Gigging is what being a musician in a band is all about. Therefore, you want to ensure that the gigs your band plays are as successful as possible. Many bands, especially those that are first starting out, get gigs wrong. It's a shame, because having successful gigs is so easy! In order for your band's gigs to be as successful as they can be, here are the things you and your fellow band members should be doing.
Practice Makes Perfect
Band practices essentially serve two functions. First, they offer a time for new material to be written. Second, they provide a time for old material to be rehearsed. When you're drawing closer to a gig, it's time to shift the focus of your practices from writing to rehearsing. The stage can do funny things to people, so you want to make sure that every band member knows his or her parts inside and out. The only way to make this a reality is to rehearse, rehearse, rehearse.
Even if you're a hardcore punk band, you should treat your gigs with a certain level of professionalism. This entails doing a number of different things. For one, make sure that your band can efficiently set up and strike its equipment. It seems like a minor thing, but venue operators and booking agents always notice when a band can get on and off the stage efficiently. On that same note, be sure that you stick to the time allotted to you and that you don't encroach on another band's time. Doing this will upset pretty much everyone, and has a high likelihood of costing you future gigs.
Let the Music Speak For Itself
This one is targeted at all you front men and women out there: Keep the stage banter to a minimum. We know your favorite musicians have a gift for gab when they're on stage, but they've earned that rapport with the audience.

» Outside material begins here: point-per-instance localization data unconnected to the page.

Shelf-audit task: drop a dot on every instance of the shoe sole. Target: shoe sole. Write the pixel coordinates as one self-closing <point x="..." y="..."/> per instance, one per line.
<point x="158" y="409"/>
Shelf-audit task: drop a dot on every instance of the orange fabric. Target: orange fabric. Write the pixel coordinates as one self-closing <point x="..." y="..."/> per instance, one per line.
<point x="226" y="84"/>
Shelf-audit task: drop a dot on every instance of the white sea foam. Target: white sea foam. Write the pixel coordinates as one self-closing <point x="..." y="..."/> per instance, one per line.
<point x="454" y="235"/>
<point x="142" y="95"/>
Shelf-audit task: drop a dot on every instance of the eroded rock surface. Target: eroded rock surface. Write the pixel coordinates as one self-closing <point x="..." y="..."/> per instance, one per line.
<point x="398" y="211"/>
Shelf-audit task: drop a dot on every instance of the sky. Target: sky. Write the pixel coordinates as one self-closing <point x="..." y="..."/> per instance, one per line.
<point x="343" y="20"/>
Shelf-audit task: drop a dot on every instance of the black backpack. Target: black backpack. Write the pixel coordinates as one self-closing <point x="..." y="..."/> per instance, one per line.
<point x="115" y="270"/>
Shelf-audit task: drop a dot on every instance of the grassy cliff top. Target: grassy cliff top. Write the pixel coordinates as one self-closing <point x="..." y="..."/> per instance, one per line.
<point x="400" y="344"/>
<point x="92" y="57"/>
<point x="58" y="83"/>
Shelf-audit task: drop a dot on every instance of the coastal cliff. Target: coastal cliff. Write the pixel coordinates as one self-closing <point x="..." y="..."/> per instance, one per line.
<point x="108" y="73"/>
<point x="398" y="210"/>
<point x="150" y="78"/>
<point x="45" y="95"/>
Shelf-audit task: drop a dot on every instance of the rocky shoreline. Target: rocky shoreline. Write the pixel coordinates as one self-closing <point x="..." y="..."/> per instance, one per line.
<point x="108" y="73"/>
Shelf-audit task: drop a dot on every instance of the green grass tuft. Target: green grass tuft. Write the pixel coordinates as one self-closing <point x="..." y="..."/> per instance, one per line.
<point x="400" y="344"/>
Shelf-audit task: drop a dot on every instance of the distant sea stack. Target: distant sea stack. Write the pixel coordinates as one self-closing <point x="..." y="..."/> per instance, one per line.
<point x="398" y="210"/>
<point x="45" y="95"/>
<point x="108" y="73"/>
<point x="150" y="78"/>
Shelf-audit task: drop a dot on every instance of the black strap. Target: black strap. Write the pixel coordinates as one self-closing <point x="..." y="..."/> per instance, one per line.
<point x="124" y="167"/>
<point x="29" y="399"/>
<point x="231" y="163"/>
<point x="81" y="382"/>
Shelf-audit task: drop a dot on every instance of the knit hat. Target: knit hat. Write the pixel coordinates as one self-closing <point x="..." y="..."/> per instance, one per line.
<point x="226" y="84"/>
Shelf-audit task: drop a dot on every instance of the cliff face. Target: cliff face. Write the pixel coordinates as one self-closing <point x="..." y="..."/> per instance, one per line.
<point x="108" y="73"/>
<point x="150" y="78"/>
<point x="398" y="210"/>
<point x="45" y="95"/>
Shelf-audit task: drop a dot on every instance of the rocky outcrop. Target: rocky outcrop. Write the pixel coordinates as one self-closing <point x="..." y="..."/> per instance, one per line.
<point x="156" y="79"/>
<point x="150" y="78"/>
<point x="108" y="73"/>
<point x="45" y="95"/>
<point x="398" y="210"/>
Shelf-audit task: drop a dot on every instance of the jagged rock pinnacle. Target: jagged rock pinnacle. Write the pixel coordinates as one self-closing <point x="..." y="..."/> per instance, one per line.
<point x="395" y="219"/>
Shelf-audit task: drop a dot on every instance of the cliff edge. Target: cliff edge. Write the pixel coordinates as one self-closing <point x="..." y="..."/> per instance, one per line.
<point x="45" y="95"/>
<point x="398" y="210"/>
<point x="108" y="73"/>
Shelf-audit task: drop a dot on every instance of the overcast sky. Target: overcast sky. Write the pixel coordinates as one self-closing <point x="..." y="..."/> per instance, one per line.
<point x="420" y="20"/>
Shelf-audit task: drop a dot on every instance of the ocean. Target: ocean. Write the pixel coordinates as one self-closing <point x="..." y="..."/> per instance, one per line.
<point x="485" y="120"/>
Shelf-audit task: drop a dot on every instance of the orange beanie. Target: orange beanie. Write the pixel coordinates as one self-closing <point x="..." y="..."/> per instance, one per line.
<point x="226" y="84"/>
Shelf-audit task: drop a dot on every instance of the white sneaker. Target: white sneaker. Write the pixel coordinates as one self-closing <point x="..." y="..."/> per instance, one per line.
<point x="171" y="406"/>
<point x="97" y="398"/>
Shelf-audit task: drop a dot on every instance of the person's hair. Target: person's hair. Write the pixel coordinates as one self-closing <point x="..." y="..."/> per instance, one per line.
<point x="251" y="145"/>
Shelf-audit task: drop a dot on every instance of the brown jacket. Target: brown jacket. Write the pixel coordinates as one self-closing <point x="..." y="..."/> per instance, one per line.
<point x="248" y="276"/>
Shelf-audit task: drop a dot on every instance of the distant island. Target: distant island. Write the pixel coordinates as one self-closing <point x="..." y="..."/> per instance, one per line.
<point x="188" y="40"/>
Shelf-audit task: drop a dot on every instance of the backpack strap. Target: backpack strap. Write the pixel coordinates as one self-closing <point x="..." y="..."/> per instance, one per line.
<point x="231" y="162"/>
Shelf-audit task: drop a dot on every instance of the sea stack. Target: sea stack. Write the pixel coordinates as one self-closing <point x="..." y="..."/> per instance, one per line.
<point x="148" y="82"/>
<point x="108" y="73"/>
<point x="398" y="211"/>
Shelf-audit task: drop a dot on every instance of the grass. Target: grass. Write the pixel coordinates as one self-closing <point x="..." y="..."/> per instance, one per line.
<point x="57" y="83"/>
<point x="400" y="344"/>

You haven't, at least not yet. Now, the rest of the band isn't off the hook here. The time in between songs isn't for guitar players to noodle and drummers to bang on the kit; it's a time to make sure everyone's set and ready for the next tune. Part of your rehearsal time before the gig should include shortening the transition time between songs as much as possible. Remember that time you saw your favorite band and they went from one song immediately into the next one? How awesome was that? Be that band.
Stick Around For the Other Bands
A big mistake that a lot of amateur bands make is failing to stick around for the other acts that are playing the same gig. When your band is first starting out, a lot of the opportunities that you're going to get for other gigs are going to come from the other bands that you play with. Therefore, make sure you're showing them your support. As you get more gigs under your belt, you'll begin to notice the acts that only seem to care about themselves, and you'll judge them heartily for it.
Spread Out Your Gigs
Make sure that you're not playing the same venues too often. It's great to get out and play, but if you're playing the same place (or even in the same area) every other Friday, people are going to get sick of you. Keep ample time between your gigs, and use that time to keep your sound and selection of tunes as fresh as possible.
Finally, have fun! The audience is only going to have fun at your gigs if you seem like you're having fun. By doing everything above that we've outlined, hopefully you and your band members can feel nice and relaxed, which will allow you to do what you do best: play music!